Trudeau Jr.’s visit to our campus created more of a buzz about politics than I have experienced in a long time.  Even people who do not necessarily care about politics came out in droves to catch a glimpse of his admittedly rather attractive face.  Political affiliations – and “dreamy” men – aside, I think it was great for students to talk about politics.  It is important for youth to learn the facts and then speak up.  Otherwise, politicians will continue ignoring the youth demographic because it simply does not really benefit them to cater to our needs.  Health care will win them more votes than education because the elderly vote.  Though health care is immensely important, it is also important to make sure our youth have the tools to succeed in the world, as success is essential for economic growth.

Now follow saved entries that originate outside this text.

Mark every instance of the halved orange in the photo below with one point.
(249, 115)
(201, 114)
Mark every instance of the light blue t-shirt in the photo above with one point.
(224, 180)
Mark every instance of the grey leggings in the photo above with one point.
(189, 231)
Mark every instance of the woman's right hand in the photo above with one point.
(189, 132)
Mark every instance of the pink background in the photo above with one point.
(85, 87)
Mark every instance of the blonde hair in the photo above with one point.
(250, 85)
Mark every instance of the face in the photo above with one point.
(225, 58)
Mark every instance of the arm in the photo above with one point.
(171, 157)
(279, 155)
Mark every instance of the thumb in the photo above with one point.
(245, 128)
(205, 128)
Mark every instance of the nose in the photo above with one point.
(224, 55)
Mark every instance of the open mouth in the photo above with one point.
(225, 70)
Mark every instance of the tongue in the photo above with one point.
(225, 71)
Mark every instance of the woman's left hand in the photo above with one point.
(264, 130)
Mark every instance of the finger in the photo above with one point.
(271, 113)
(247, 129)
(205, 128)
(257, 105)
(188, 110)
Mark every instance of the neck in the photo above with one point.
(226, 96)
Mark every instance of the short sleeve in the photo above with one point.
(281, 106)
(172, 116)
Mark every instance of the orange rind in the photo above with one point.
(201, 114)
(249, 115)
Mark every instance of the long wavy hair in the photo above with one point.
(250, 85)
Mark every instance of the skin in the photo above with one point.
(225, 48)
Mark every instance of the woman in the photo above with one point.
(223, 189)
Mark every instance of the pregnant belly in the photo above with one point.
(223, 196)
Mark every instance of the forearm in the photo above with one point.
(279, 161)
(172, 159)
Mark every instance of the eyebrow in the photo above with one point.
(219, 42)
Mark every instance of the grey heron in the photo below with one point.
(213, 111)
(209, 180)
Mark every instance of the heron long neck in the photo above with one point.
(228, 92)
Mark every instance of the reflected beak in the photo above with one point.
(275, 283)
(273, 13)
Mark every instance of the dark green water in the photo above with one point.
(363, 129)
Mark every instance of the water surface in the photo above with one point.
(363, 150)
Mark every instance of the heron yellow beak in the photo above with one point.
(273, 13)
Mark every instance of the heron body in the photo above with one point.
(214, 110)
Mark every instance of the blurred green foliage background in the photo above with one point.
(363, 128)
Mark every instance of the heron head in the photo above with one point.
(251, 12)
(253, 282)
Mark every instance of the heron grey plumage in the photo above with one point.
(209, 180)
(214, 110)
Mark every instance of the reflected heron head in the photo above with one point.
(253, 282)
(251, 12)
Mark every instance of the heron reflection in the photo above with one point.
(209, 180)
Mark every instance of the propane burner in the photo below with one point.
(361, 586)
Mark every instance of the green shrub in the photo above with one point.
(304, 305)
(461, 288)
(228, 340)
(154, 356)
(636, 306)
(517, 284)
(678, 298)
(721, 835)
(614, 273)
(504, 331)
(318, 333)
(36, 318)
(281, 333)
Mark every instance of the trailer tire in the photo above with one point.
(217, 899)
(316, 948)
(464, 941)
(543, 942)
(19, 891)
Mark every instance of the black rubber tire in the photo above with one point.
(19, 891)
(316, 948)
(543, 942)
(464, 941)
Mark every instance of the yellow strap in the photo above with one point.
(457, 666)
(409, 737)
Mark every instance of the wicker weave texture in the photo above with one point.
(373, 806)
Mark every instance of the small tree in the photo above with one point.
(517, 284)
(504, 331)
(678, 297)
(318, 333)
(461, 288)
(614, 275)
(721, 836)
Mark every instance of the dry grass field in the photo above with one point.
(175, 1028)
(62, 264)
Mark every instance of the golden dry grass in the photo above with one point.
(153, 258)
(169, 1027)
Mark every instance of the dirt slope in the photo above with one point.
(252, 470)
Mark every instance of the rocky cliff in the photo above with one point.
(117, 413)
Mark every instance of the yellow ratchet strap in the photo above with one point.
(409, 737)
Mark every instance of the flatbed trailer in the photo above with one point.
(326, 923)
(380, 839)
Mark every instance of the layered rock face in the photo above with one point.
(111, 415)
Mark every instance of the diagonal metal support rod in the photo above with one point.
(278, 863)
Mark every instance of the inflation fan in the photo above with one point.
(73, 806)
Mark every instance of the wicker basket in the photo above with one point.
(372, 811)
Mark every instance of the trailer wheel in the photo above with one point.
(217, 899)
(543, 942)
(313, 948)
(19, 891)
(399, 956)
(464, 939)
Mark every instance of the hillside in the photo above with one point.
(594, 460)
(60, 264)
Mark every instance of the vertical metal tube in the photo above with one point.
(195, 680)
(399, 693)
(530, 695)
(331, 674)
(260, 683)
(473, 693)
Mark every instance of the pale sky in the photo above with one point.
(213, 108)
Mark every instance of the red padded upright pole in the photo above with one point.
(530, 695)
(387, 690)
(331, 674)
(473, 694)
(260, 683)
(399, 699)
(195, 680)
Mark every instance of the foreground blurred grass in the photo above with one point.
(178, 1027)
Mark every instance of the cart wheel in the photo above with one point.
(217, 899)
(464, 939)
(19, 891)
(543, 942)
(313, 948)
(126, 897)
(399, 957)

I will end this by relaying the interesting conversation I had with Justin after his presentation.  I did not get the chance to ask him my question during his presentation, but was able to ask it afterwards.  I asked him what his thoughts were on creating a national postsecondary education act.  I also asked him what his thoughts were on the national student debt crisis, noting that the $15 billion cap was lifted last year, and subsequently raised.  This completely ignores the fact that student loan debt is going to become a huge economic issue in the coming years.  He did not answer my question, but instead gave me a target of educating more Canadians.  I asked him whether this would actually solve the problem, as we have a lot of youth who are educated but are underemployed.  He did not answer this question either.  He talked about some more of his views, and I said that talk unfortunately does not mean much: I need to have some sort of grasp of how he will accomplish his goals.  He then asked me if I was a supporter of the NDP.  I told him that I was not a card-carrying member of any political party, which is the truth.  He then asserted that I was an NDP.  I responded with the fact that it does not really matter what my political affiliations are, but what matters is that I am asking tough questions of someone who may very well be the next leader of our country.  To quote Justin Trudeau in a tweet he sent to me: “Keep pushing all politicians for better answers and more action. But don’t allow yourself to become cynical!”  This was perhaps the best thing he said all day.

I hope that Trudeau’s visit to our campus will not be the last visit by a major politician in the near future.  I also hope that it will be the fuel that leads to a greater sense of engagement with politics.  The democratic process is beautiful in that it sees every individual, regardless of race, gender, or sexuality (et cetera) as having a voice which has the same value as the next.  Regardless of our cynicism regarding politics and the political process, silencing that voice is not a useful form of objection: it just allows others to get away with their wrongful actions.  So speak up and make sure you are always conscious and critical of your leaders – and yes, that does include me.

Republished from The Quill print edition, Volume 103, Issue 20, February 5, 2013.